Vitor Py
Vitor Py

Reputation: 5180

Concurrency and optimization using OpenMP

I'm learning OpenMP. To do so, I'm trying to make an existing code parallel. But I seems to get an worse time when using OpenMP than when I don't.

My inner loop:

    #pragma omp parallel for
    for(unsigned long j = 0; j < c_numberOfElements; ++j)
    {
        //int th_id = omp_get_thread_num();
        //printf("thread %d, j = %d\n", th_id, (int)j);

        Point3D current;
        #pragma omp critical
        {
            current = _points[j];
        }

        Point3D next = getNext(current);

        if (!hasConstraint(next))
        {
            continue;
        }

        #pragma omp critical
        {
            _points[j] = next;
        }
    }

_points is a pointMap_t, defined as:

typedef boost::unordered_map<unsigned long, Point3D> pointMap_t;

Without OpenMP my running time is 44.904s. With OpenMP enabled, on a computer with two cores, it is 64.224s. What I am doing wrong?

Upvotes: 0

Views: 1136

Answers (4)

Jonathan Dursi
Jonathan Dursi

Reputation: 50927

I agree that it would be best to see some working code.

The ultimate issue here is that there are criticals within a parallel region, and criticals are (a) enormously expensive in and of themselves, and (b) by definition, kill parallelism.
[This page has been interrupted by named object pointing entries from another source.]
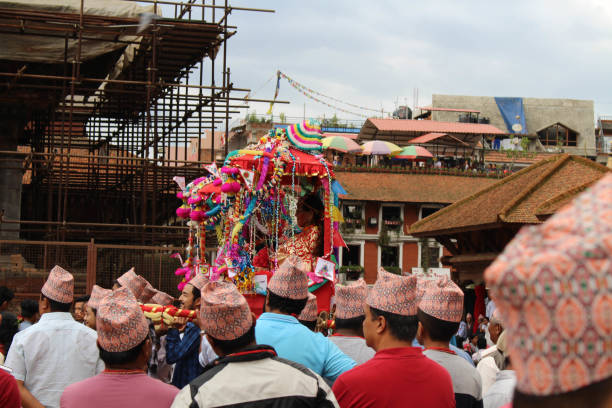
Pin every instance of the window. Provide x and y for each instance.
(351, 257)
(558, 135)
(392, 217)
(389, 257)
(353, 216)
(430, 254)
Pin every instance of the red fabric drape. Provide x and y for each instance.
(479, 308)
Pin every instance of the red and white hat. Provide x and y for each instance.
(310, 311)
(443, 299)
(290, 281)
(393, 293)
(59, 285)
(147, 293)
(120, 323)
(97, 294)
(225, 313)
(162, 298)
(350, 300)
(198, 281)
(552, 287)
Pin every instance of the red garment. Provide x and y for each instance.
(479, 307)
(398, 377)
(9, 393)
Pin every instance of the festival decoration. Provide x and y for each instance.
(413, 152)
(251, 202)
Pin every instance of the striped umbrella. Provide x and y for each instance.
(379, 147)
(413, 152)
(341, 144)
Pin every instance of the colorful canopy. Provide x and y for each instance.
(379, 147)
(341, 143)
(413, 152)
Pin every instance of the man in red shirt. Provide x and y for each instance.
(399, 375)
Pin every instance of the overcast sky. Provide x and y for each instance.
(375, 53)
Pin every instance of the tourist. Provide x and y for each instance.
(399, 375)
(308, 315)
(246, 374)
(79, 308)
(491, 360)
(125, 347)
(552, 288)
(55, 352)
(9, 392)
(97, 294)
(183, 338)
(279, 327)
(6, 295)
(29, 313)
(348, 334)
(439, 313)
(500, 392)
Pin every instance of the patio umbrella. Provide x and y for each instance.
(341, 143)
(379, 147)
(413, 152)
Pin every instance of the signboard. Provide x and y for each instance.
(432, 273)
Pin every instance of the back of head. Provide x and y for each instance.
(394, 298)
(122, 328)
(226, 317)
(440, 310)
(6, 295)
(59, 289)
(29, 308)
(288, 287)
(548, 285)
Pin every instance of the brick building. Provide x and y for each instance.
(380, 207)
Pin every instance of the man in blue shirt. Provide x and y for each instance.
(279, 327)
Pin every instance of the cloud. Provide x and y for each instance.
(372, 53)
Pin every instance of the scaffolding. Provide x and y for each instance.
(113, 108)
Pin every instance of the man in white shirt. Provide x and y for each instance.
(55, 352)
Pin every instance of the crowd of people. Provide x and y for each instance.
(550, 331)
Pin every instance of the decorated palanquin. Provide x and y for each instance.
(251, 204)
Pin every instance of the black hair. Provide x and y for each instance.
(403, 328)
(6, 295)
(593, 395)
(438, 330)
(121, 357)
(354, 323)
(8, 328)
(286, 305)
(234, 346)
(313, 203)
(196, 293)
(310, 324)
(29, 308)
(83, 299)
(56, 306)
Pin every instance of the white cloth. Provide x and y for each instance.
(488, 372)
(490, 308)
(207, 355)
(500, 393)
(52, 354)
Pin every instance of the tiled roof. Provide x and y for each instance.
(409, 188)
(428, 126)
(514, 199)
(494, 156)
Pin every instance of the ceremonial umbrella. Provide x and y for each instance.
(341, 143)
(413, 152)
(379, 147)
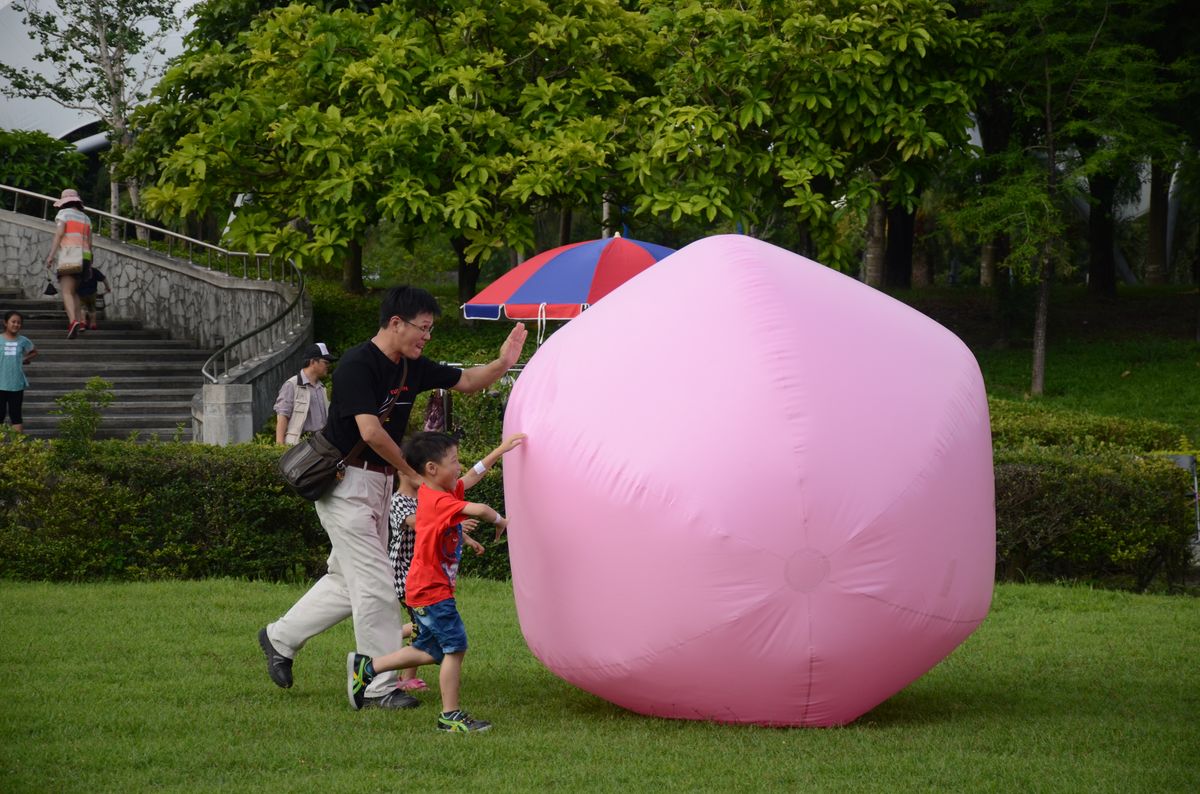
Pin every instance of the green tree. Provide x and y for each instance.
(802, 113)
(101, 58)
(1075, 91)
(39, 162)
(459, 114)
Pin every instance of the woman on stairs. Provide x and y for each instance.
(72, 242)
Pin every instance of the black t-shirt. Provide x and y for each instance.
(364, 383)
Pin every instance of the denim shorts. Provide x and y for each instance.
(438, 630)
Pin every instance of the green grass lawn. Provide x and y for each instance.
(162, 686)
(1137, 378)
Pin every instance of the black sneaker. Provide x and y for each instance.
(357, 678)
(461, 722)
(279, 666)
(394, 699)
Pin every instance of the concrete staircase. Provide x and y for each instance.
(154, 378)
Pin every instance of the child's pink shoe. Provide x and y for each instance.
(411, 684)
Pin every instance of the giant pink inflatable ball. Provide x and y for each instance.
(755, 491)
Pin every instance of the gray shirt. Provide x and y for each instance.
(318, 404)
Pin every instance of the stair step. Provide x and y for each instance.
(191, 383)
(154, 377)
(49, 421)
(45, 404)
(108, 431)
(101, 361)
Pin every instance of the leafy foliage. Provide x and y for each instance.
(81, 410)
(1015, 423)
(101, 56)
(1093, 512)
(153, 511)
(805, 110)
(35, 161)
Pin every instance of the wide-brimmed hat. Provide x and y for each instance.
(69, 196)
(319, 350)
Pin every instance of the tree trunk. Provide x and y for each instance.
(564, 227)
(1102, 264)
(922, 257)
(988, 264)
(468, 271)
(352, 270)
(876, 230)
(1157, 266)
(114, 204)
(1042, 317)
(898, 258)
(1041, 320)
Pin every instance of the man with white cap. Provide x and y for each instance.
(301, 405)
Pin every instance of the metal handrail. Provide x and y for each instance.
(227, 355)
(255, 340)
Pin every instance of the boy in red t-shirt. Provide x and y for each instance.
(438, 633)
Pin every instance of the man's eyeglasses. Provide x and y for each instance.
(426, 330)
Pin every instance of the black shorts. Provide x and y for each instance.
(10, 405)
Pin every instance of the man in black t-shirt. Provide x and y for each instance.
(354, 512)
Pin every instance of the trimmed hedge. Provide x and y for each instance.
(153, 511)
(1014, 423)
(1087, 511)
(1092, 512)
(171, 510)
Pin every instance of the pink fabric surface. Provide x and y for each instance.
(754, 491)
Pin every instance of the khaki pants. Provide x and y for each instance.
(359, 583)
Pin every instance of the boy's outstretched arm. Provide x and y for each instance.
(474, 475)
(490, 515)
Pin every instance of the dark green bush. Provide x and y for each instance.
(1014, 423)
(153, 511)
(1092, 512)
(172, 511)
(169, 510)
(39, 162)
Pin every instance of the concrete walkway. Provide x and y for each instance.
(154, 377)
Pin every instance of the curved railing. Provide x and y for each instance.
(246, 347)
(251, 344)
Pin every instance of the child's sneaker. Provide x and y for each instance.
(461, 722)
(357, 678)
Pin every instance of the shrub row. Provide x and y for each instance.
(1092, 512)
(1014, 423)
(169, 510)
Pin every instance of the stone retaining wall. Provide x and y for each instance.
(190, 302)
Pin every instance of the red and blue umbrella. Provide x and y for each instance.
(559, 283)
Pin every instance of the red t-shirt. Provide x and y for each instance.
(438, 549)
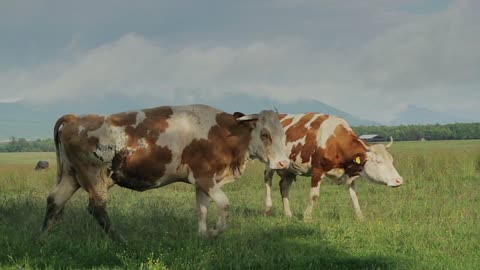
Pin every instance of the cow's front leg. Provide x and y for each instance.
(203, 199)
(219, 197)
(352, 189)
(268, 175)
(285, 184)
(317, 176)
(202, 209)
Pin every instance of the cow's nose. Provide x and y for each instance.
(283, 164)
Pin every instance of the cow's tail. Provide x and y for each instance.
(56, 139)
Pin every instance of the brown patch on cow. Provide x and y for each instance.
(341, 151)
(310, 145)
(225, 149)
(122, 119)
(155, 122)
(295, 151)
(74, 132)
(146, 163)
(298, 130)
(286, 122)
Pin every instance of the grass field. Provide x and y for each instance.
(432, 222)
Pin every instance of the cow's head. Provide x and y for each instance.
(379, 165)
(267, 138)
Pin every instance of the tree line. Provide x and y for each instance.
(459, 131)
(23, 145)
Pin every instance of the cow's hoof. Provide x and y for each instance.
(307, 219)
(117, 237)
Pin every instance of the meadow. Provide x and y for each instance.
(431, 222)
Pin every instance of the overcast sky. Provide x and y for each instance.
(370, 58)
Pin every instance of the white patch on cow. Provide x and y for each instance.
(184, 126)
(142, 143)
(139, 118)
(191, 178)
(327, 129)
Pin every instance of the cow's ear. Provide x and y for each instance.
(238, 114)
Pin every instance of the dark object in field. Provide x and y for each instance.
(41, 165)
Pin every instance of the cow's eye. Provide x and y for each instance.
(265, 136)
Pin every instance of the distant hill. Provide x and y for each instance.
(31, 122)
(414, 115)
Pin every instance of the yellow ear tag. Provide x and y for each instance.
(357, 160)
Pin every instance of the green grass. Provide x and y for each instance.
(432, 222)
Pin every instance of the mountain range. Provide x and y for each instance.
(24, 120)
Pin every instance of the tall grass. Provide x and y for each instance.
(432, 222)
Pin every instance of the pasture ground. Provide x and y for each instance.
(432, 222)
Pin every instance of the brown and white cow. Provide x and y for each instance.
(150, 148)
(323, 146)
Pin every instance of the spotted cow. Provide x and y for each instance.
(321, 146)
(150, 148)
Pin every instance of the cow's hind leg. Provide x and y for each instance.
(353, 195)
(97, 184)
(285, 184)
(268, 175)
(317, 176)
(63, 191)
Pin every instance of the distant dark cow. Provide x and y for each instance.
(323, 146)
(150, 148)
(41, 165)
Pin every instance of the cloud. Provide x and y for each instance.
(372, 59)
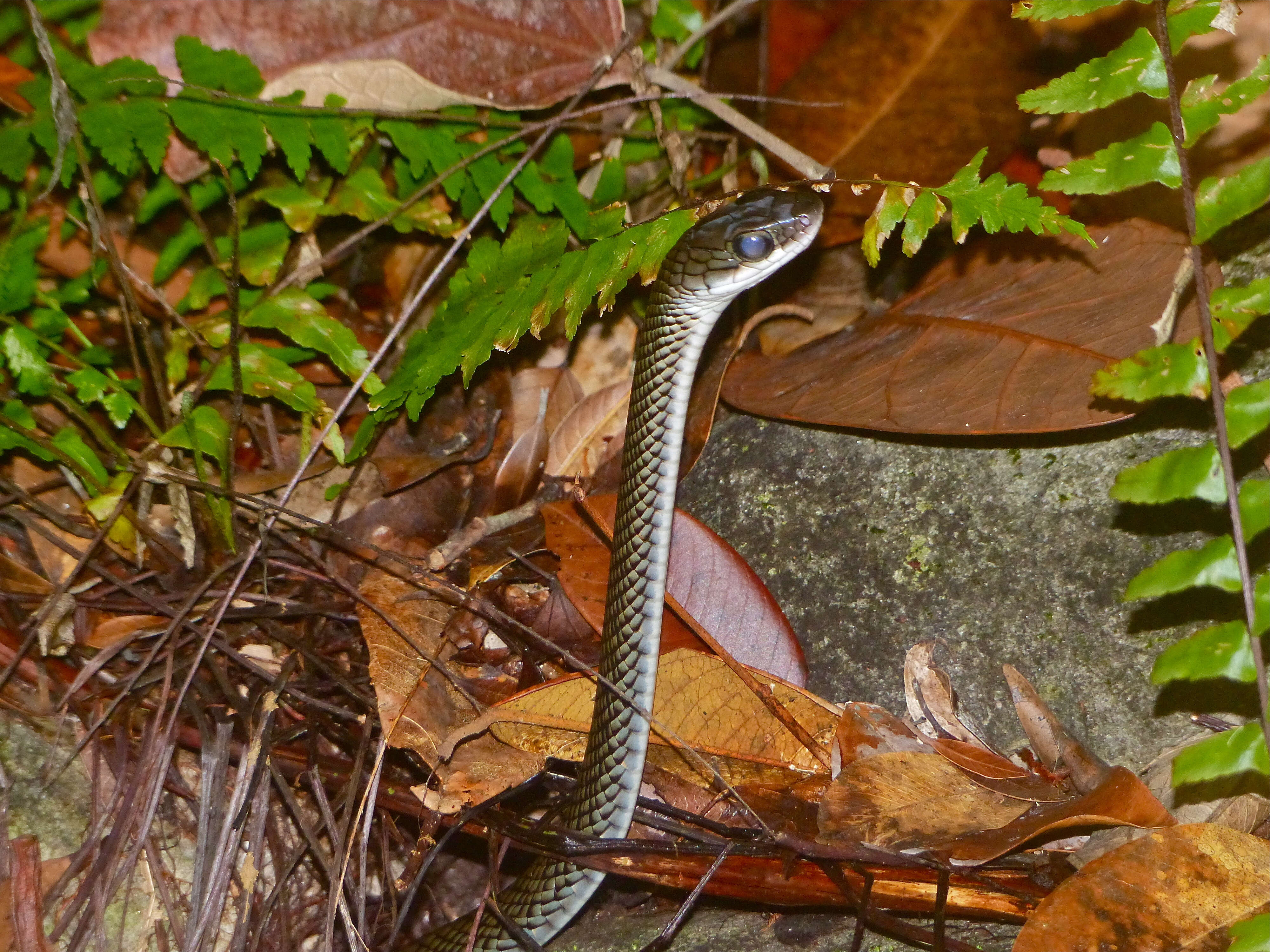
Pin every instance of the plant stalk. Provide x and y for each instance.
(1206, 332)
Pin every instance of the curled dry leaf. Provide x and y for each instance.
(590, 433)
(868, 731)
(1001, 338)
(707, 577)
(417, 705)
(565, 393)
(938, 49)
(907, 800)
(698, 699)
(125, 628)
(932, 700)
(521, 470)
(1051, 739)
(1177, 889)
(1120, 800)
(507, 55)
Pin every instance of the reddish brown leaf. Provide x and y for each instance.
(511, 55)
(1001, 338)
(707, 577)
(12, 76)
(904, 72)
(1173, 890)
(868, 731)
(1121, 800)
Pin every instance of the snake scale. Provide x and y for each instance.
(722, 256)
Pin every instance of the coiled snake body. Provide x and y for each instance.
(723, 255)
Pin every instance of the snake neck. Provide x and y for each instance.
(667, 354)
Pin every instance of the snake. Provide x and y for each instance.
(723, 255)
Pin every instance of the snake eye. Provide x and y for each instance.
(754, 247)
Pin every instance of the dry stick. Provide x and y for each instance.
(727, 13)
(798, 161)
(1206, 331)
(763, 692)
(479, 529)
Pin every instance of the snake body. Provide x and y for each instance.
(722, 256)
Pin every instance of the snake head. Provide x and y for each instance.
(742, 243)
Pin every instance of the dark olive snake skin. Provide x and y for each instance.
(700, 277)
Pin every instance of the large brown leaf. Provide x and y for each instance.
(512, 55)
(708, 578)
(1173, 890)
(1001, 338)
(702, 701)
(924, 86)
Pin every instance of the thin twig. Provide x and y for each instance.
(1215, 389)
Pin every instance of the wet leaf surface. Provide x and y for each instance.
(934, 48)
(512, 56)
(707, 577)
(1001, 338)
(1175, 889)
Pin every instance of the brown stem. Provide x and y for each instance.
(1206, 332)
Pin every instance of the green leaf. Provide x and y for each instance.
(208, 285)
(266, 376)
(178, 248)
(1248, 412)
(1203, 106)
(678, 21)
(16, 153)
(506, 291)
(300, 204)
(1221, 652)
(1042, 11)
(119, 130)
(18, 271)
(1180, 474)
(1235, 309)
(1122, 166)
(1224, 755)
(1000, 205)
(305, 321)
(1219, 202)
(1169, 370)
(1252, 935)
(924, 215)
(204, 430)
(1135, 67)
(69, 441)
(222, 130)
(261, 251)
(12, 440)
(1255, 507)
(1212, 565)
(890, 213)
(27, 361)
(92, 385)
(218, 69)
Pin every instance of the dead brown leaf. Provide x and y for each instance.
(698, 699)
(590, 433)
(1001, 338)
(909, 799)
(511, 55)
(124, 628)
(1120, 800)
(1177, 889)
(417, 705)
(897, 68)
(868, 731)
(707, 577)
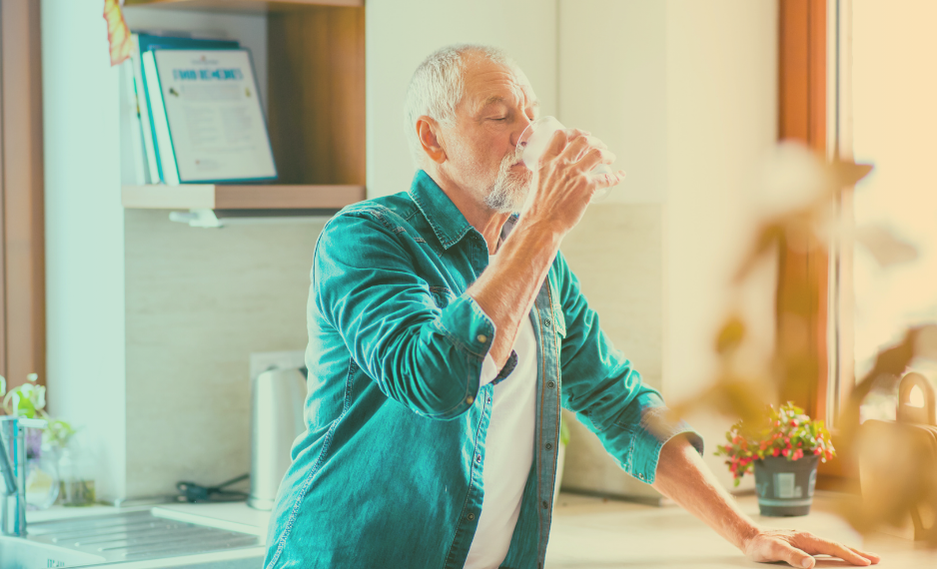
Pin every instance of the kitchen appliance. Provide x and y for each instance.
(277, 401)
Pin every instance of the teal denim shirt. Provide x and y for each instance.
(389, 471)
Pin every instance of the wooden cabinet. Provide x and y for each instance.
(315, 109)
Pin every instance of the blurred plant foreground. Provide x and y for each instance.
(808, 222)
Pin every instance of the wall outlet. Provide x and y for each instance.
(264, 361)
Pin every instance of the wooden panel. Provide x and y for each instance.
(243, 5)
(316, 95)
(802, 79)
(209, 196)
(22, 178)
(803, 273)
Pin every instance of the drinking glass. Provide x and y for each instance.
(535, 139)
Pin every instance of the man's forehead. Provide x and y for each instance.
(488, 82)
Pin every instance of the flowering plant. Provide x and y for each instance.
(786, 432)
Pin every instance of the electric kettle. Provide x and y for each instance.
(277, 401)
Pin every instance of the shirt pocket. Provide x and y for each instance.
(442, 296)
(559, 319)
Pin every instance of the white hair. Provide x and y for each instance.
(437, 87)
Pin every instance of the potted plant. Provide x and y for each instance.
(784, 451)
(44, 448)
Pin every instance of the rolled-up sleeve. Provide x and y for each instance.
(422, 352)
(605, 391)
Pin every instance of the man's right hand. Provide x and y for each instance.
(562, 185)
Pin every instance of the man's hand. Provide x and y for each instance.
(684, 477)
(798, 547)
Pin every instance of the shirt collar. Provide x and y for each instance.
(448, 223)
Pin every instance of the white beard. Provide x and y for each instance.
(510, 189)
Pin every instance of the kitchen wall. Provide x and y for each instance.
(151, 322)
(685, 93)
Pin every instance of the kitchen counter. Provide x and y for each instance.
(593, 533)
(587, 533)
(233, 516)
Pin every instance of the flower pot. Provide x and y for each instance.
(785, 488)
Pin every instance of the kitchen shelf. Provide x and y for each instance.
(243, 5)
(315, 68)
(217, 196)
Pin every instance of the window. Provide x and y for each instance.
(888, 116)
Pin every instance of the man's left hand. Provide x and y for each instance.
(798, 547)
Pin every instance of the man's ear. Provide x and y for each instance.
(427, 129)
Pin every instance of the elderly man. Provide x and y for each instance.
(444, 334)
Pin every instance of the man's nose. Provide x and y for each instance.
(519, 129)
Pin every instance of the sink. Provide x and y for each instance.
(114, 538)
(16, 552)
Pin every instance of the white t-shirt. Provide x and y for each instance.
(509, 452)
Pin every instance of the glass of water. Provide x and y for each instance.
(535, 139)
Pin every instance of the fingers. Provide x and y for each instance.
(817, 545)
(795, 557)
(868, 555)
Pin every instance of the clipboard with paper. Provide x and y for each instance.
(208, 117)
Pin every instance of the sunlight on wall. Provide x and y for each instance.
(894, 118)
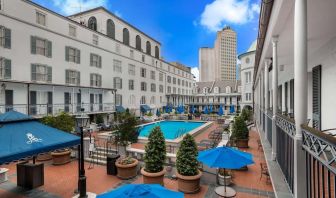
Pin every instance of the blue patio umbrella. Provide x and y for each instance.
(225, 157)
(220, 110)
(142, 191)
The assignment to current certainl doesn't need to be inside a critical, as it is private; I wouldn't have thought the _points[j] assignment would be, either, but I don't know what the map stuff does, so there you go.

But you have a loop in which you have a huge amount of overhead, which grows linearly in the number of threads (the two critical regions) in order to do a tiny amount of actual work (walk along a linked list, it looks like). That's never going to be a good trade...

Upvotes: 0

florin
florin

Reputation: 14326

You need to show the rest of the code. From a comment to another answer, it seems you are using a map. That is really a bad idea, especially if you are mapping 0..n numbers to values: why don't you use an array?

If you really need to use containers, consider using the ones from the Intel's Thread Building Blocks library.

Upvotes: 0

Steve Townsend
Steve Townsend

Reputation: 54128

It seems possible that the lookup and write to _points in critical sections is dragging down the performance when you use OpenMP. Single-threaded, this will not result in any contention.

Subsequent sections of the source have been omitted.